= Abortion in Bosnia and Herzegovina =

Abortion in Bosnia and Herzegovina is legal on request during the first ten weeks of pregnancy. Between ten and twenty weeks, an abortion must be approved by a committee and is permitted when the woman's life or health is threatened, when the fetus is severely impaired, when the pregnancy results from a crime, or for psychosocial reasons. In all cases, women must undergo counseling first. After 20 weeks, abortion is only permitted to save the woman's life or health. Only persons who perform illegal abortions are criminally punishable, never the women who undergo them.

The legal status of abortion is governed by a 2008 law; previously, it was governed by the Law of 7 October 1977, made when Bosnia and Herzegovina was part of Yugoslavia.
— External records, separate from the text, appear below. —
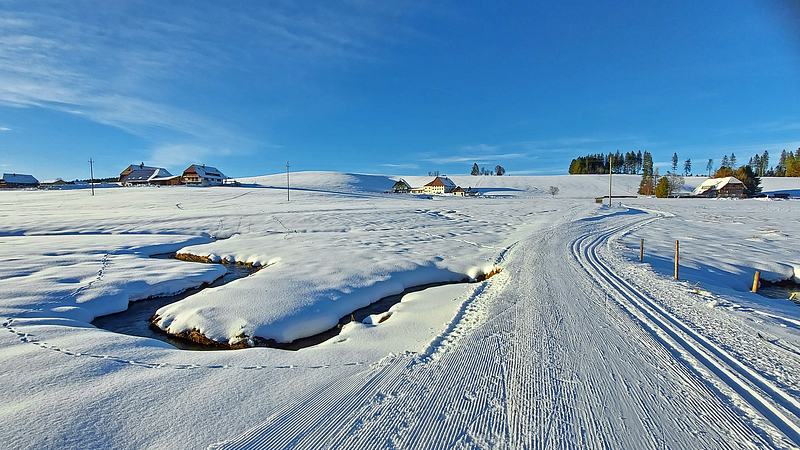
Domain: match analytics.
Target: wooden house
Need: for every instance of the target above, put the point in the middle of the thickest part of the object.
(439, 185)
(727, 187)
(149, 176)
(18, 180)
(203, 175)
(401, 187)
(123, 176)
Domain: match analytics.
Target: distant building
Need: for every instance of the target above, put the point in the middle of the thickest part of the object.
(53, 184)
(728, 187)
(401, 187)
(439, 185)
(18, 180)
(203, 175)
(123, 176)
(153, 176)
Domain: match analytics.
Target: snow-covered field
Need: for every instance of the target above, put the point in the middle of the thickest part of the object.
(574, 344)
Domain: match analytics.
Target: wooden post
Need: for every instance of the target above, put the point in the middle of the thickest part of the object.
(756, 278)
(677, 257)
(641, 250)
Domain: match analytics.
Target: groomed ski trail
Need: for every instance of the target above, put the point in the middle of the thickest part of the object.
(554, 352)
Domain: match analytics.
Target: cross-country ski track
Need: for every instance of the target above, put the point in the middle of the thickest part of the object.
(558, 351)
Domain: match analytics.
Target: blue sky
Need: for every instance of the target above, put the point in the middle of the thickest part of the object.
(391, 87)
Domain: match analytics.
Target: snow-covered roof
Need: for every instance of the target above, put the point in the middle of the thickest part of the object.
(204, 171)
(148, 174)
(19, 178)
(715, 183)
(138, 166)
(442, 181)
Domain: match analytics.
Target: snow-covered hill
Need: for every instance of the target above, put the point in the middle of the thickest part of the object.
(570, 186)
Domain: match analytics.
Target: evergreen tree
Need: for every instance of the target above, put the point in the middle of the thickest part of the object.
(639, 161)
(755, 163)
(676, 182)
(724, 172)
(662, 188)
(647, 164)
(752, 183)
(780, 169)
(792, 165)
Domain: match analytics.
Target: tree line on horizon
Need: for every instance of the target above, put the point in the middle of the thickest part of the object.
(477, 170)
(638, 162)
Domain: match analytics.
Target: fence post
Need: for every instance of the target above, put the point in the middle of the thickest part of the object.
(756, 278)
(677, 258)
(641, 250)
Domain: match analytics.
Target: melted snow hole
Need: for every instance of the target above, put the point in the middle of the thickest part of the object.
(136, 320)
(786, 289)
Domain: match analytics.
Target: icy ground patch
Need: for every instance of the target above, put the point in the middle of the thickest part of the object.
(452, 366)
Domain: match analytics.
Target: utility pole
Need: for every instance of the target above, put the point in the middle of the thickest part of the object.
(91, 174)
(610, 170)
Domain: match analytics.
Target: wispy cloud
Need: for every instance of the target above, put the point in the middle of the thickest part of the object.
(781, 126)
(476, 157)
(400, 166)
(119, 64)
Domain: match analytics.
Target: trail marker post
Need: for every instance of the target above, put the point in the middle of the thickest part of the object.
(677, 257)
(641, 250)
(91, 175)
(756, 279)
(610, 170)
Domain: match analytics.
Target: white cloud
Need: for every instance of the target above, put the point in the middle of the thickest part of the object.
(180, 156)
(477, 157)
(400, 166)
(119, 65)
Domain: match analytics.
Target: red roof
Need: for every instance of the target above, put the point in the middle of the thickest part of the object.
(443, 182)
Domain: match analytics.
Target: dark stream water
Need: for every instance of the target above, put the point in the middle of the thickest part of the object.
(135, 321)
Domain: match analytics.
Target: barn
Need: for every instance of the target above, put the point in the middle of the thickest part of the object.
(727, 187)
(401, 187)
(123, 176)
(148, 176)
(18, 180)
(439, 185)
(203, 175)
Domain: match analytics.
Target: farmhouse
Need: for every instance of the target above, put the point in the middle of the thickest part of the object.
(203, 175)
(439, 185)
(123, 176)
(143, 175)
(728, 187)
(401, 187)
(18, 180)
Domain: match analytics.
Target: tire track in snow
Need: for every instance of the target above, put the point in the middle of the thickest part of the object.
(780, 408)
(545, 364)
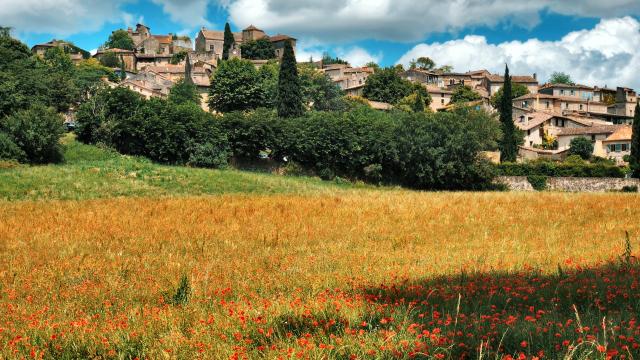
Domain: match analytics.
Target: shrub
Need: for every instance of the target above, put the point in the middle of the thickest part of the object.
(582, 147)
(538, 182)
(36, 132)
(9, 150)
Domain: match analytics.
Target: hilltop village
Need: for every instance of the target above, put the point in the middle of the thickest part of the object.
(550, 115)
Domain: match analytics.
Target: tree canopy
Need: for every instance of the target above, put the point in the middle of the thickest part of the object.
(120, 39)
(386, 85)
(464, 94)
(561, 78)
(261, 49)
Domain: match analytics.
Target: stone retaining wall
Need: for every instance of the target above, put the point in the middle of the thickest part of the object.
(520, 183)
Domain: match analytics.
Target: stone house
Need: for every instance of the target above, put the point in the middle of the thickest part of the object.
(440, 97)
(492, 83)
(626, 100)
(559, 104)
(75, 53)
(212, 42)
(618, 144)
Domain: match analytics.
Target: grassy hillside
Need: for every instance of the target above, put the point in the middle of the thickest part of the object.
(90, 172)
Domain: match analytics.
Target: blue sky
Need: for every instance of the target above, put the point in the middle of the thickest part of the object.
(595, 41)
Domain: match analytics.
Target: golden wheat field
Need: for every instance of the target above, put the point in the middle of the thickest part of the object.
(367, 274)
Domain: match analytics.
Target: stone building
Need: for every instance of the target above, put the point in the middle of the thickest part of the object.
(212, 41)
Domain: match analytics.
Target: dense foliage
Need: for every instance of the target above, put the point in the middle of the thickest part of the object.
(237, 85)
(32, 135)
(174, 131)
(290, 101)
(261, 49)
(120, 39)
(229, 40)
(634, 157)
(511, 137)
(32, 93)
(418, 150)
(387, 86)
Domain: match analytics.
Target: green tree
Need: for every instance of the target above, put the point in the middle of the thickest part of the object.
(387, 86)
(36, 132)
(634, 157)
(464, 94)
(508, 143)
(425, 63)
(120, 39)
(517, 90)
(561, 78)
(582, 147)
(261, 49)
(318, 90)
(110, 59)
(229, 40)
(418, 105)
(290, 101)
(236, 86)
(184, 92)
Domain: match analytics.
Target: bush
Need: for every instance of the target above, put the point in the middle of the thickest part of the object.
(582, 147)
(418, 150)
(164, 131)
(538, 182)
(36, 133)
(9, 150)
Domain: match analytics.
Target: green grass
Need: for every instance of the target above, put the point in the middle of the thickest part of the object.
(90, 172)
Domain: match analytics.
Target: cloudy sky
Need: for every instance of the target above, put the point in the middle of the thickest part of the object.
(597, 42)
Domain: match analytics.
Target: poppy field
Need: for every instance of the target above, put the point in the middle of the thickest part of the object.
(355, 275)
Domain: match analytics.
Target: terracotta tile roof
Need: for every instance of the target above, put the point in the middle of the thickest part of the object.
(533, 120)
(624, 133)
(219, 35)
(280, 37)
(589, 130)
(167, 69)
(252, 28)
(566, 86)
(515, 78)
(163, 39)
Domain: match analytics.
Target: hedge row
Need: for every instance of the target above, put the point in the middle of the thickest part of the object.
(543, 168)
(423, 151)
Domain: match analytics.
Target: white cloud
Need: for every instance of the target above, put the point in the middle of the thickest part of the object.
(58, 17)
(187, 12)
(343, 21)
(358, 56)
(608, 54)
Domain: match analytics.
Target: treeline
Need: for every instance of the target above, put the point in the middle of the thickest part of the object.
(418, 150)
(33, 91)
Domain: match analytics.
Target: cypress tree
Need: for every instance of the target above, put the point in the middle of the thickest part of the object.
(418, 105)
(634, 158)
(229, 40)
(289, 89)
(509, 143)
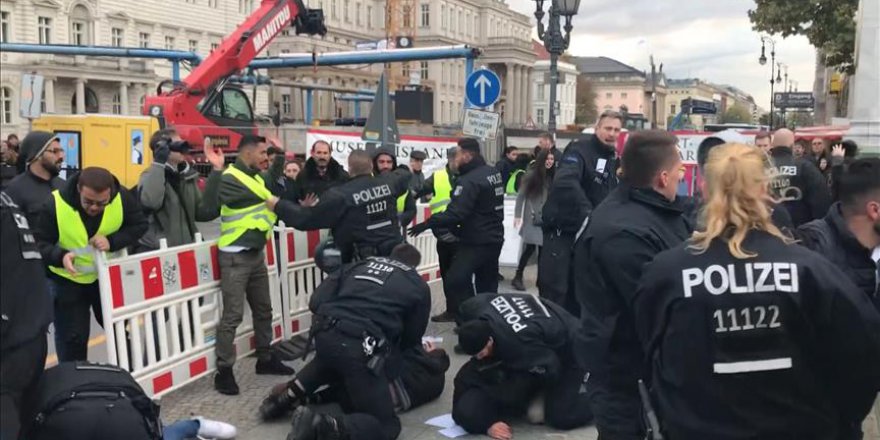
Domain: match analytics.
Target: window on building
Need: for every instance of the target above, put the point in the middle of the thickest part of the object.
(426, 16)
(117, 37)
(285, 104)
(5, 105)
(117, 104)
(44, 30)
(80, 26)
(4, 27)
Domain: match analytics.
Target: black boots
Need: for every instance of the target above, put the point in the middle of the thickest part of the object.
(224, 381)
(309, 425)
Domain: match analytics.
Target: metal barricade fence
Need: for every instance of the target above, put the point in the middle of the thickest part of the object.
(161, 309)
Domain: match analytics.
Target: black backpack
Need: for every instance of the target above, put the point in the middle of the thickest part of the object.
(85, 401)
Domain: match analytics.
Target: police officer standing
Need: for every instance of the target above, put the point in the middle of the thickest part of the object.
(360, 213)
(366, 314)
(523, 353)
(748, 335)
(477, 207)
(586, 174)
(26, 312)
(638, 220)
(439, 187)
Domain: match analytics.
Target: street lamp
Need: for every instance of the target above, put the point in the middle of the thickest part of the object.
(765, 40)
(555, 42)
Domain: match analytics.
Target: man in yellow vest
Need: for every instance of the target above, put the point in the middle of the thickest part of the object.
(93, 212)
(245, 225)
(439, 187)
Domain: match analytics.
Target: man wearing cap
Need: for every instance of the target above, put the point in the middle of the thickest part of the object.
(92, 212)
(523, 361)
(168, 190)
(30, 190)
(477, 208)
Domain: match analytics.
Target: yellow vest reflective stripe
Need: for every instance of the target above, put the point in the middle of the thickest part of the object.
(234, 222)
(511, 181)
(442, 191)
(72, 237)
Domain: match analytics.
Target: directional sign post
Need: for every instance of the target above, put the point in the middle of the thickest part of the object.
(483, 88)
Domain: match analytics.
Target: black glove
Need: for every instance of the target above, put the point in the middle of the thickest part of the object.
(418, 229)
(161, 153)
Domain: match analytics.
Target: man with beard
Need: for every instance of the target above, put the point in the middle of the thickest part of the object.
(320, 173)
(849, 236)
(586, 174)
(31, 190)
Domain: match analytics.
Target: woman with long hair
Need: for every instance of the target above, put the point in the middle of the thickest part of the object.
(749, 335)
(529, 205)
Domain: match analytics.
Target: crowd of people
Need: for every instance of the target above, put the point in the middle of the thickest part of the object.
(748, 310)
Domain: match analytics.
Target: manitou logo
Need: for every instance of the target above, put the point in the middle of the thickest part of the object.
(265, 35)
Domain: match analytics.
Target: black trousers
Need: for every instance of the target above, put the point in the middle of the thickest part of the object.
(474, 270)
(445, 254)
(340, 359)
(20, 372)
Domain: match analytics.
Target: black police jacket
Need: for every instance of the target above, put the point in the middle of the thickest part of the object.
(831, 238)
(360, 213)
(769, 347)
(587, 173)
(800, 186)
(532, 335)
(385, 297)
(476, 205)
(626, 231)
(25, 306)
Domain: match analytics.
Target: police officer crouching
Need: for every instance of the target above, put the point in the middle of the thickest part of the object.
(361, 213)
(366, 314)
(748, 335)
(523, 350)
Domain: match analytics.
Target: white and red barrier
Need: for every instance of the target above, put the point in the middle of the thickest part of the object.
(161, 309)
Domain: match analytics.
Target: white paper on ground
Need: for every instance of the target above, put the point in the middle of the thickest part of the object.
(453, 432)
(444, 421)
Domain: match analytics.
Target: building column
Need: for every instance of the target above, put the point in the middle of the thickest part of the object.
(80, 96)
(49, 90)
(123, 98)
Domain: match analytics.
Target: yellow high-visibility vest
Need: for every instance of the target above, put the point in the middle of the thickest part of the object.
(442, 191)
(72, 237)
(234, 222)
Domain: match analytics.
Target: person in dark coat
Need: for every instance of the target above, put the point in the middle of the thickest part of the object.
(320, 173)
(638, 220)
(32, 189)
(747, 334)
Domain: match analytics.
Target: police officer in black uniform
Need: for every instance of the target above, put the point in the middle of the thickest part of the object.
(25, 311)
(586, 174)
(523, 348)
(477, 208)
(638, 220)
(748, 335)
(798, 183)
(360, 213)
(366, 314)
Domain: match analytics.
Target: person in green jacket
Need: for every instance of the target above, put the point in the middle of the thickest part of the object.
(168, 191)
As of 2001, the abortion rate was 1.4 abortions per 1000 women aged 15–44 years, one of the lowest in Europe. The government has expressed concern about the higher rate among adolescents.

==Public opinion==
In a Pew Research poll from 2017, the respondents from Bosnia and Herzegovina were evenly split between those who believed abortion should be legal in most cases (47%) and those who think it should be illegal in most cases (47%). However, there was a considerable divide between different ethnic and religious groups, with Catholics overwhelmingly against legal abortion (71%).